There's always been a way in which capitalism has been able to almost get in on the ground floor of feminist movements and use them for their own ends.

Capitalism is a system that's ultimately predicated on and depends on some form of inequality. Feminism has always intersected with capitalism in terms of women's labor and gendered divisions of labor.

People who are invested in feminist movements are going to be talking about it regardless. Because we have such powerful tools to disseminate information and share resources, especially via social media.

The media is such a huge piece of how we understand feminism, particularly celebrity feminism, and I really do think that so much of how that stuff gets filtered through can be either finessed or really stymied by how media talks about it.

It's very easy to co-opt subcultures, and I think that scene was very easily coopted, not just on a feminist level but on a capitalist level in general. It's hard to see now because, to me, now there are so many competing pluralistic subcultures.

We are conditioned to be consumers since birth. I still think it's kind of incumbent on us as consumers to know the difference between something that's truly progressive and something that's just trying to get us to buy a product. Capitalism, ultimately, it's not about equality, it's not about social justice.

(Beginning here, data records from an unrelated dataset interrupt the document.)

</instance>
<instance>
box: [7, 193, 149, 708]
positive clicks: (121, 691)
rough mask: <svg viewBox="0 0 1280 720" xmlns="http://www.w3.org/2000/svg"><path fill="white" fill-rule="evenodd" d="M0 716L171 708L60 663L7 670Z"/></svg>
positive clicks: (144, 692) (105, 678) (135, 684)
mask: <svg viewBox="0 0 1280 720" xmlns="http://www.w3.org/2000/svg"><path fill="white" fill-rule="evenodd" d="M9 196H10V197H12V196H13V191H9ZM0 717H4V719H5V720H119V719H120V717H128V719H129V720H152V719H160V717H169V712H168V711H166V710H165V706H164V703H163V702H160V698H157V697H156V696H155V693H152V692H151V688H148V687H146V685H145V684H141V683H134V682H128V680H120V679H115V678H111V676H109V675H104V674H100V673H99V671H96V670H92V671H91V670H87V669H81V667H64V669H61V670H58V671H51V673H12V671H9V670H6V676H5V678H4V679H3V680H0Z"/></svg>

The nineties as a pop cultural sphere was a really fertile time for feminism that was grounded and located in popular culture. I'm talking about before the Spice Girls - Sassy Magazine, riot grrrl, the Beastie Boys, Nirvana. You had this alternative culture that was very much speaking up on behalf of women and in favor of women.

Media economics now are so dependent on people saying controversial things and an entire mini-news cycle springing up around this thing that that person said. It really behooves people in the public eye to know what's in the zeitgeist and to have opinions on it. It becomes a thing of is this genuine, or is this just a way for celebrities to keep themselves relevant in a time when this is obviously a hot topic?